乞雨(こさめ):(………そこで、終わる…。ボクの物語は、続きを描かれないまま………)
万希(まき):『あら? かわいい仔犬ちゃん! 可哀想に、捨てられてしまったの?』
乞雨(こさめ):(………………え……?)
少花(しょうか):突然差し伸べられた傘に、驚いて上を見上げると。…一人の少女が、心配そうに仔犬を見つめていました。

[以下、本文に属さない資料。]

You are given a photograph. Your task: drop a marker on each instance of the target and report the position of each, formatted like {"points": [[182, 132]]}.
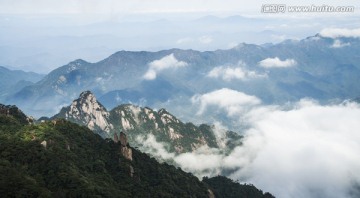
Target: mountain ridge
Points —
{"points": [[140, 122], [62, 159]]}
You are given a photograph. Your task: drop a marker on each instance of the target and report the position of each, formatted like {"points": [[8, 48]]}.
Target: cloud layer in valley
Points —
{"points": [[239, 72], [277, 63], [164, 63], [300, 150], [233, 102]]}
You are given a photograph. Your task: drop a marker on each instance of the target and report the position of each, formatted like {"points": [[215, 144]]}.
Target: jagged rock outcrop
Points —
{"points": [[125, 149], [86, 110], [140, 122]]}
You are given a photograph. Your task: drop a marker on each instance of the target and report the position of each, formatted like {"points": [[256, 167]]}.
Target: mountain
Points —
{"points": [[12, 81], [315, 67], [140, 123], [62, 159]]}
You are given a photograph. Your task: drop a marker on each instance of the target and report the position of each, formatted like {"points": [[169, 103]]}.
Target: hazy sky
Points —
{"points": [[41, 35]]}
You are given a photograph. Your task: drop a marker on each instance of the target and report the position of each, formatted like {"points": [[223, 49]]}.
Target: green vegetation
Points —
{"points": [[63, 159]]}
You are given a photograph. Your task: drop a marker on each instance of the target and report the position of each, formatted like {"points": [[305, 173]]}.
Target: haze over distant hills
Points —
{"points": [[317, 67]]}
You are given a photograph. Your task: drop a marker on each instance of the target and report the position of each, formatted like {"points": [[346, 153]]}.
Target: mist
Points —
{"points": [[297, 150]]}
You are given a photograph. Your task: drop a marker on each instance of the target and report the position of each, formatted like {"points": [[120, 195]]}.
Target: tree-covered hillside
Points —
{"points": [[62, 159]]}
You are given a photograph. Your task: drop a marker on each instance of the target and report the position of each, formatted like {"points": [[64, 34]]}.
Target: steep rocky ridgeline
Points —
{"points": [[61, 159], [86, 110], [138, 123]]}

乞雨(こさめ):「……! 新しい飼い主…? 拾ってくれるの……? ………また、ボクの周りに、みんなが……!」
万希(まき):『ボクを連れて行ってくれるの? 新しい家族になってくれるの? ねえ、ボクは好き嫌いしないで何でも食べるし、おトイレの場所もちゃんと守れるよ! 家族の人達が自慢できるように、お手も覚えたんだ! 新しい芸が必要なら、頑張って覚えるよ!』
『まあ、初対面なのに、怖がらないでしっぽを振ってくれるのね。人間に慣れていてとってもいい子だわ。それに、こんなにかわいいんだから、連れて帰ったっていいわよね。仔犬ちゃん、私の家で一緒に暮らしましょう』
乞雨(こさめ):「ほら………ほらね!? 頑張り続ければ、希望を捨てなければ、必ず愛してもらえるんだ! 仔犬は、また幸せになれるんだ! 何度だって…!」
少花(しょうか):そこへ、彼女と同年代の少女がもう一人、たまたまそこを通りかかりました。
乞雨(こさめ):「……?」
万希(まき):『あれー? こんなところで何してるの?』
『あら、こんにちは。今ね、かわいい仔犬を拾ったの。これからうちで飼ってあげるのよ』
『え、仔犬? 私これからちょうど、あなたに仔犬の話をしに行こうと思っていたのよ?』
『え?』
乞雨(こさめ):「………?」
万希(まき):『あのね! うちの犬が、仔犬をたくさん産んだの! あなたにも一匹もらって欲しくて!』
乞雨(こさめ):「………え?」
万希(まき):『えー、でも、私の家では一匹しか飼えないわよ?』
『それなら、うちの子を一匹選んでよ! …うわ~、その子、ずぶ濡れで汚いじゃない。そんな子よりも、うちにいる産まれたての仔犬のほうがずっとかわいいわよ!? ほら見て、この写真!』
『え~、どれ? …わぁ、ほんとだ! 真っ白でふわふわで……凄くかわいい!』
『でしょ? ね、そんな汚い捨て犬は置いて、今からうちに綺麗な仔犬を見に来てよ』
『そうね。そうしましょう。ごめんね、仔犬ちゃん。優しい人に拾ってもらうのよ』
『あ………』
乞雨(こさめ):「……そんな………なんで………………」
少花(しょうか):嬉しそうに去ってゆく少女達の背中を、仔犬はいつまでもいつまでもぼんやりと眺めていました。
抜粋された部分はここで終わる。